One of the most well-loved of the minor characters in Herman Melville’s Moby-Dick is surely that of the cannibal Queequeg, the archetypal “noble savage”, and dab hand with a harpoon. It’s no surprise, therefore, that during pre-production of Return of the Jedi the crew nicknamed this Weequay skiff guard “Queequeg”. After all, he brandishes a harpoon-like pike weapon, swaggers up the deck of a Desert Skiff like a pirate on a sloop upon the high seas, and even forces Luke Skywalker to walk the plank during the Sarlacc Pit Battle scene!
Unlike many of Kenner’s 3 ¾ inch Star Wars action figures, this minor character actually gets enough screen time to make him memorable. In fact, Luke dramatically jumps right over him, in a nifty diving board flip, when he reaches the end of the plank, thus saving himself from a nasty plunge into the Great Pit of Carkoon. We never seen Queequeg’s on-screen defeat – one minute he’s there, the next he’s gone – although kids back in the day could act that out for themselves with this Kenner figure!
In 1983 when Kenner first released him on a Return Of The Jedi 65 back card, he was still known by the generic species name of “Weequay”. Whatever you prefer to call him, however, he is still a fine example of the attention to detail lavished on even minor players in this action figure line. His wrinkled, leathery face and bald head, and matted dreadlocks / plaits (molded in softer, bendy plastic), are beautifully detailed, as are the folds and straps on his costume. My Weequay is in great condition with zero paint wear, stiff limbs, and is complete with his original weapon.
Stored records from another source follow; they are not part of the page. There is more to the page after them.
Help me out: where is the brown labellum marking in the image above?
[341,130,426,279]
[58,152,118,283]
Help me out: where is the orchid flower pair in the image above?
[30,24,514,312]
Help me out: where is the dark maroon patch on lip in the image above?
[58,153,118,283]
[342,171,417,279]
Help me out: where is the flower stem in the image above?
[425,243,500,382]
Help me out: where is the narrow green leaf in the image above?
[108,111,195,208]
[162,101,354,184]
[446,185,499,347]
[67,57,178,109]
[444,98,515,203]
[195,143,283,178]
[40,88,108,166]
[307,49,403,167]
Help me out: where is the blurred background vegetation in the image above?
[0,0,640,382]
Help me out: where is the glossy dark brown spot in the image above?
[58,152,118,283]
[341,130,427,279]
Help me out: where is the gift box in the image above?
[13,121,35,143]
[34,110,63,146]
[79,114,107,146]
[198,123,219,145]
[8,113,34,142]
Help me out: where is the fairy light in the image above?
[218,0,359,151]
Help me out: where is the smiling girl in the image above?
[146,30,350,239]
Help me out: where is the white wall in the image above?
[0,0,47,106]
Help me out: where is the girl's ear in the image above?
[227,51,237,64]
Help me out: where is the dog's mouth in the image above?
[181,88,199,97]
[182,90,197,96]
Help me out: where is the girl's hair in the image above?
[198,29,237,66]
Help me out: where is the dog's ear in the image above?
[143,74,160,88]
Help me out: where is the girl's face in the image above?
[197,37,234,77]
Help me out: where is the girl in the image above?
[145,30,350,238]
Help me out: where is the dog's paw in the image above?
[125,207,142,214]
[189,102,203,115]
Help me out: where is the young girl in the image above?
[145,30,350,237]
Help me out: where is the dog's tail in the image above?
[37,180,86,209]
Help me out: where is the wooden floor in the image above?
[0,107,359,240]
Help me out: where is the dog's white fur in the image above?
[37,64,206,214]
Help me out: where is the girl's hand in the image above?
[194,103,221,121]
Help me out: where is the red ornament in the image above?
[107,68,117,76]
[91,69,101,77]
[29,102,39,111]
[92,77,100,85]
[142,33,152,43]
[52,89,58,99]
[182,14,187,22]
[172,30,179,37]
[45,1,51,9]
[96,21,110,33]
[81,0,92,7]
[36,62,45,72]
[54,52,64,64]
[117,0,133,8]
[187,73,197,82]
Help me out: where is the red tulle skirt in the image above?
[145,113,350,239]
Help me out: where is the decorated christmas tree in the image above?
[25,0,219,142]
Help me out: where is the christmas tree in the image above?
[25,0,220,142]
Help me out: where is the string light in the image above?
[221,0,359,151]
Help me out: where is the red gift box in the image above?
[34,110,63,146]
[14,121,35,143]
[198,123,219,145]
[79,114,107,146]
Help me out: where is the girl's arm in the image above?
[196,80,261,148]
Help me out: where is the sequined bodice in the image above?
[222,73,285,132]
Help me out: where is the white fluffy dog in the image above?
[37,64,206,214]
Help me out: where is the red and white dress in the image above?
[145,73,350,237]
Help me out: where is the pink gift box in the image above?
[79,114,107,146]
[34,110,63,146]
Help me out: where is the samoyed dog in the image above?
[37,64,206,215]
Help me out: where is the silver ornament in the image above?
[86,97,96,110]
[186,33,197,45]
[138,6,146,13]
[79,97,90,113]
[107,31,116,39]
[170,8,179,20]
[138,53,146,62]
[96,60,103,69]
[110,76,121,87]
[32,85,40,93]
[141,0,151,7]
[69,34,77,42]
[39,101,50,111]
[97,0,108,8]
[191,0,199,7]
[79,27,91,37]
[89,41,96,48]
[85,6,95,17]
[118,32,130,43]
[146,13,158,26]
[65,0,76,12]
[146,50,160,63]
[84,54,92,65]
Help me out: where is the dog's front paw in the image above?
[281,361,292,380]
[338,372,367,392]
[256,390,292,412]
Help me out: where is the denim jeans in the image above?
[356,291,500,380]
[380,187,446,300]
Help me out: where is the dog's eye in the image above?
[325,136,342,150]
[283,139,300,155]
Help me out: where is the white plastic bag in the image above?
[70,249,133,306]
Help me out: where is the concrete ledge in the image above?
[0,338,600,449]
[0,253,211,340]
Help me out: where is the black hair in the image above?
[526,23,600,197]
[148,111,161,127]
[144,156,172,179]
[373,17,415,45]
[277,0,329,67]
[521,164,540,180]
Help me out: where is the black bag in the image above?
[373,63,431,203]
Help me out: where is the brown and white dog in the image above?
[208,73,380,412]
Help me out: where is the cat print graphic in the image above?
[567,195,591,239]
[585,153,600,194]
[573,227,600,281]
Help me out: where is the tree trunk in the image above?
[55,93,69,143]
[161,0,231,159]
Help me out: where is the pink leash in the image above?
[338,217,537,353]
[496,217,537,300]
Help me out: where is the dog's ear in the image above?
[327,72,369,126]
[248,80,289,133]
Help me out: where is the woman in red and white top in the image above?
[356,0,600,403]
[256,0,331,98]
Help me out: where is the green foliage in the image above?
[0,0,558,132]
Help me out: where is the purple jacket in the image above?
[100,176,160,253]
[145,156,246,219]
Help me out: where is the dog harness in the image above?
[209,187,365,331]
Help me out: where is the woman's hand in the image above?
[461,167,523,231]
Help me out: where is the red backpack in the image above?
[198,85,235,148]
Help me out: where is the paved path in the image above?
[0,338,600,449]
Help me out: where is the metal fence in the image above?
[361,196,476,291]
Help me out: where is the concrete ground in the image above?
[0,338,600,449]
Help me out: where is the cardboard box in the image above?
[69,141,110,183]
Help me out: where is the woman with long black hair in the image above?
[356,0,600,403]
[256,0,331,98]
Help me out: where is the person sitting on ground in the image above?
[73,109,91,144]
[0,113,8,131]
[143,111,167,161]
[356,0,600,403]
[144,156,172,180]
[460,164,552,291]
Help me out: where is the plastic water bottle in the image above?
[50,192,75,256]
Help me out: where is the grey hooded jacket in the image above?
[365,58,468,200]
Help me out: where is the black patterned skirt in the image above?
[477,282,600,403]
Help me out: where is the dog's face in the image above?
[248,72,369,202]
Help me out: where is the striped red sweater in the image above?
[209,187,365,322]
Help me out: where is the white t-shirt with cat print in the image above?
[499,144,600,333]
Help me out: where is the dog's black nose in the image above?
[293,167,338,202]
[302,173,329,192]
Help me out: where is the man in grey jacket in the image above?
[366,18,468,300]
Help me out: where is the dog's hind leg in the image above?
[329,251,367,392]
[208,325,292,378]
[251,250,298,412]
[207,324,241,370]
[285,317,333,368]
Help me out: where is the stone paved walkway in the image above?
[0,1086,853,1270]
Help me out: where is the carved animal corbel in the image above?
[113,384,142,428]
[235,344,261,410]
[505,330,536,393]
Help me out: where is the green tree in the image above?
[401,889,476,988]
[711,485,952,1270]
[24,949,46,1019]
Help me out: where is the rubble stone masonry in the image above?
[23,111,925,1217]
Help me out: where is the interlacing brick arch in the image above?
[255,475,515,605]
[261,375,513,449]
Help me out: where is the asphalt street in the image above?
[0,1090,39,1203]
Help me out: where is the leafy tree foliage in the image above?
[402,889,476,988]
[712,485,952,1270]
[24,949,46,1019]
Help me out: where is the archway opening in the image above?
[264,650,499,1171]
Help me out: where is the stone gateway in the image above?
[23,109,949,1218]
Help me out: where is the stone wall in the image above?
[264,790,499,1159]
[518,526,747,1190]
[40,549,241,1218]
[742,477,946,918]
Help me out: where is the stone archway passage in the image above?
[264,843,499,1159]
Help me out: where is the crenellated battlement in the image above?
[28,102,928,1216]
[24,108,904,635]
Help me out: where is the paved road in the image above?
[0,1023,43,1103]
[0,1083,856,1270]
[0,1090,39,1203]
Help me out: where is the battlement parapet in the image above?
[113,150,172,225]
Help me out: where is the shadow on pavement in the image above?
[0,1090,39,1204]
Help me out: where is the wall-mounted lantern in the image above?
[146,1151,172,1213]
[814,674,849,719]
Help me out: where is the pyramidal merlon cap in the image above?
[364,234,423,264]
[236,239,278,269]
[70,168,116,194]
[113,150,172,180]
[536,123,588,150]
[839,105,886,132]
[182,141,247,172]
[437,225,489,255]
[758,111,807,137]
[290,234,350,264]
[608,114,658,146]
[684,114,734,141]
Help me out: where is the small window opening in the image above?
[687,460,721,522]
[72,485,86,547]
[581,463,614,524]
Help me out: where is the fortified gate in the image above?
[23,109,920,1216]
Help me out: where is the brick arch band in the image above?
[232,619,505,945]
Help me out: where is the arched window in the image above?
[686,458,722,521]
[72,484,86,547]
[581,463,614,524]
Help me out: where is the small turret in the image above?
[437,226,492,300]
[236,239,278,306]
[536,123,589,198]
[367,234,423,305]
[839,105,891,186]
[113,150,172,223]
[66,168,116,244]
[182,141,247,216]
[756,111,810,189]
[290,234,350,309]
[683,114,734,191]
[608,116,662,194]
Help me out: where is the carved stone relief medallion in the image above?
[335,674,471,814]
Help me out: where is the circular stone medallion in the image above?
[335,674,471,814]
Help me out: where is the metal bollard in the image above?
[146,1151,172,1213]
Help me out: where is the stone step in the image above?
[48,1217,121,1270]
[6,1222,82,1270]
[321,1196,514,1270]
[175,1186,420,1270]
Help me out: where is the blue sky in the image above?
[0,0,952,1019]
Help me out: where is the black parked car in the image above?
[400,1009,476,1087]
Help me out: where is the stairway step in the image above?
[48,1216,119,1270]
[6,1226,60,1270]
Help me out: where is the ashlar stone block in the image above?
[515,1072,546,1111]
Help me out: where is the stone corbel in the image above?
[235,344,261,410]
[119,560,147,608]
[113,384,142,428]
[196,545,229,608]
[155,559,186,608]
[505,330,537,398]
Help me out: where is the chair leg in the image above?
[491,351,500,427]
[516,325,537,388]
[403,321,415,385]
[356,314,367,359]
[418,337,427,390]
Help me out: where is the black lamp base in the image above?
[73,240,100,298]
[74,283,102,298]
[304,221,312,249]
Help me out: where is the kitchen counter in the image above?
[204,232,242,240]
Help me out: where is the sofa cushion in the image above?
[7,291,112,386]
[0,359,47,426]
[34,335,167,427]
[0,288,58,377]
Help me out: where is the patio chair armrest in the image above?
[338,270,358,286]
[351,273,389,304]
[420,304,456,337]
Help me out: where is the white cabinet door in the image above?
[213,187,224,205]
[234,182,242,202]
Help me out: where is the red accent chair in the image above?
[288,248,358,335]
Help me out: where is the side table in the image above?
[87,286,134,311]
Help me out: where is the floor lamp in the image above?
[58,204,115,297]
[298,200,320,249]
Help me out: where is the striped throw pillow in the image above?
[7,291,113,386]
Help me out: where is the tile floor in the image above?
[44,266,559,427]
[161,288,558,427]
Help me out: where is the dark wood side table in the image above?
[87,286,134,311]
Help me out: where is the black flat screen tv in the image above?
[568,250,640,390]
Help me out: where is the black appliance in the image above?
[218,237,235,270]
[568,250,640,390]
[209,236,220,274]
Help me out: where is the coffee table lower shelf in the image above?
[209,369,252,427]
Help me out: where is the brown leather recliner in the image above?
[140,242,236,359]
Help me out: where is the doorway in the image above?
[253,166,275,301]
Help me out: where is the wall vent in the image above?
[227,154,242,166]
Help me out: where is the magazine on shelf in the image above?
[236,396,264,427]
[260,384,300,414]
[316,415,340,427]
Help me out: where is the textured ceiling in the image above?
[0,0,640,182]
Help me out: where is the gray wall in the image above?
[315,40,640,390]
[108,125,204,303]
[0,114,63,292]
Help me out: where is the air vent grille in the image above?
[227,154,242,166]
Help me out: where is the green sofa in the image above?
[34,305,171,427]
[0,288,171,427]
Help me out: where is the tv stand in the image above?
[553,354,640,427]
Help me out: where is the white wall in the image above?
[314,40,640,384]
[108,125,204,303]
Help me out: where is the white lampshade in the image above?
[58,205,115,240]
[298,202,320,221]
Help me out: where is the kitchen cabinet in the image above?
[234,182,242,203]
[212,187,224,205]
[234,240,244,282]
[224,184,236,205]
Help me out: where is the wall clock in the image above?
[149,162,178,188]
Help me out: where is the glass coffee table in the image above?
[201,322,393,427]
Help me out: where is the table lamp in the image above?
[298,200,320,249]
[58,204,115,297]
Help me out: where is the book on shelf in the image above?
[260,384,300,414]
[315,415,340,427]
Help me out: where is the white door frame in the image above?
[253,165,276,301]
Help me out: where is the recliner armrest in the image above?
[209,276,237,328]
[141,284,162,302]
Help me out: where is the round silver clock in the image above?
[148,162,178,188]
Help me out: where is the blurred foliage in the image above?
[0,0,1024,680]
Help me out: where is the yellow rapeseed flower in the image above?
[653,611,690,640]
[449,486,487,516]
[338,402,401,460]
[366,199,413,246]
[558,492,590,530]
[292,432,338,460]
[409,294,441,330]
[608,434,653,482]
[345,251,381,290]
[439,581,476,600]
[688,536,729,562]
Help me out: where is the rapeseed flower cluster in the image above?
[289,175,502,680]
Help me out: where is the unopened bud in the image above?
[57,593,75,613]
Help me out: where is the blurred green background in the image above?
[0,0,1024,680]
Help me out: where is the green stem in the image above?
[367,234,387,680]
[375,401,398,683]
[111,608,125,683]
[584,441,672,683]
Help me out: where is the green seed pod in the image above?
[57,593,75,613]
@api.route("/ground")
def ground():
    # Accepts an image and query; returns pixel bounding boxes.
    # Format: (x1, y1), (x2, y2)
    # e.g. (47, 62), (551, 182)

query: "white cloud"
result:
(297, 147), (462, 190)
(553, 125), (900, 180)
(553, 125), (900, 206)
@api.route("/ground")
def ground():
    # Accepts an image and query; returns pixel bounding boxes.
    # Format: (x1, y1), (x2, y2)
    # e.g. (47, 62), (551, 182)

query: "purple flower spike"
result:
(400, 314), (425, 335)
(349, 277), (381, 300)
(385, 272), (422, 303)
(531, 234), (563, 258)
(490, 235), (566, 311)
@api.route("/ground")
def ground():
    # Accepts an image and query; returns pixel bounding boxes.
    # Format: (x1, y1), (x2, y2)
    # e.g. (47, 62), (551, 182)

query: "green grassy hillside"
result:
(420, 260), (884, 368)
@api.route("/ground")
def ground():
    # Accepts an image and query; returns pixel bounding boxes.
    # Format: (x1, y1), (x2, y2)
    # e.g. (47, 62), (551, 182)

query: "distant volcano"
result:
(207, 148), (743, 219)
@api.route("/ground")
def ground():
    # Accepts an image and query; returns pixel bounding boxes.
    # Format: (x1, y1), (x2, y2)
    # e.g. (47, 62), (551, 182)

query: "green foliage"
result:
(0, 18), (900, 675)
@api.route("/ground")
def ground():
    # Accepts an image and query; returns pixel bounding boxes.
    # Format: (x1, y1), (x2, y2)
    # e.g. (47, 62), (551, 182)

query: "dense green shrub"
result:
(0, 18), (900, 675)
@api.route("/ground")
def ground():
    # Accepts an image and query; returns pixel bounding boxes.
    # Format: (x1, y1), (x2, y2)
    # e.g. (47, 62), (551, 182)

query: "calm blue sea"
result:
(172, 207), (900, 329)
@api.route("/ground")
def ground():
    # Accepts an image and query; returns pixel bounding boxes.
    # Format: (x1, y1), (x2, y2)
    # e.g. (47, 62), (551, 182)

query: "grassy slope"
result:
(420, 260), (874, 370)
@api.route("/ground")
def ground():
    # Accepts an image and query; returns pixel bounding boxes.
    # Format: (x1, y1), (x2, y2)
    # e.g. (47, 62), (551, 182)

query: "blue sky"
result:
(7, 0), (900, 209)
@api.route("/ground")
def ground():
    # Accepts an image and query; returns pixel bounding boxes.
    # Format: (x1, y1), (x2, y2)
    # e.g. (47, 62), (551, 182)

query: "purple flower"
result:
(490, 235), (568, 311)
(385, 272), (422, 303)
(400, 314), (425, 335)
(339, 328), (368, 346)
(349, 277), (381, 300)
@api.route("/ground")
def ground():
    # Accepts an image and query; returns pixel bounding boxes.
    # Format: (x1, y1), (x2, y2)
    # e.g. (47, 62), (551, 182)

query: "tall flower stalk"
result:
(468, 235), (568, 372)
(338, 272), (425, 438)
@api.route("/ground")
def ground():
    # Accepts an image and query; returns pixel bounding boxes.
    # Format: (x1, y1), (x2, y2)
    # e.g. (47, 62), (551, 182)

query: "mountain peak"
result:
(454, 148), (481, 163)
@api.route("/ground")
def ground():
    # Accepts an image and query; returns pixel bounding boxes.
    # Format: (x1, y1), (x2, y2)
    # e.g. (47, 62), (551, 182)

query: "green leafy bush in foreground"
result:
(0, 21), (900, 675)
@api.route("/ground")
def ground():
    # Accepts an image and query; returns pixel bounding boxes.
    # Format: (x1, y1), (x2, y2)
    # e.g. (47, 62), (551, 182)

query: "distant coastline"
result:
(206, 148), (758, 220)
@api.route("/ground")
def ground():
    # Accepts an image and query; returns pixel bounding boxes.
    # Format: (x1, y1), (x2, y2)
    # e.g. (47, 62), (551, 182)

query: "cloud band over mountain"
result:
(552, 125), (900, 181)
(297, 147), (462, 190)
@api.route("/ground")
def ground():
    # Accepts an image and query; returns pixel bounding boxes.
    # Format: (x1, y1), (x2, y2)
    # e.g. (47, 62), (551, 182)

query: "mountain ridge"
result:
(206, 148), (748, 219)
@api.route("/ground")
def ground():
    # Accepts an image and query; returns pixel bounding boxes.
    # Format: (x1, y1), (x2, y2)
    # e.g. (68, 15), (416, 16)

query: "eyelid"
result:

The country of origin is stamped very faintly as “H.K.” (Hong Kong) running downwards on the back of his right leg, whilst the copyright information and date – © LFL83 – runs downwards on one line on the back of the left thigh.
His pose is also unusual amongst the Star Wars figures in as much as he is actually positioned with a slightly bent left arm (to better balance the Skiff Guard Vibro Axe accessory presumably), and his knees give the impression of being ever-so slightly bent, as if poised to spring into action. The overall effect is that this vintage, admittedly limited figure with only five points of articulation, appears dynamic. He’s a fantastic vintage Star Wars action figure find to add to your collection!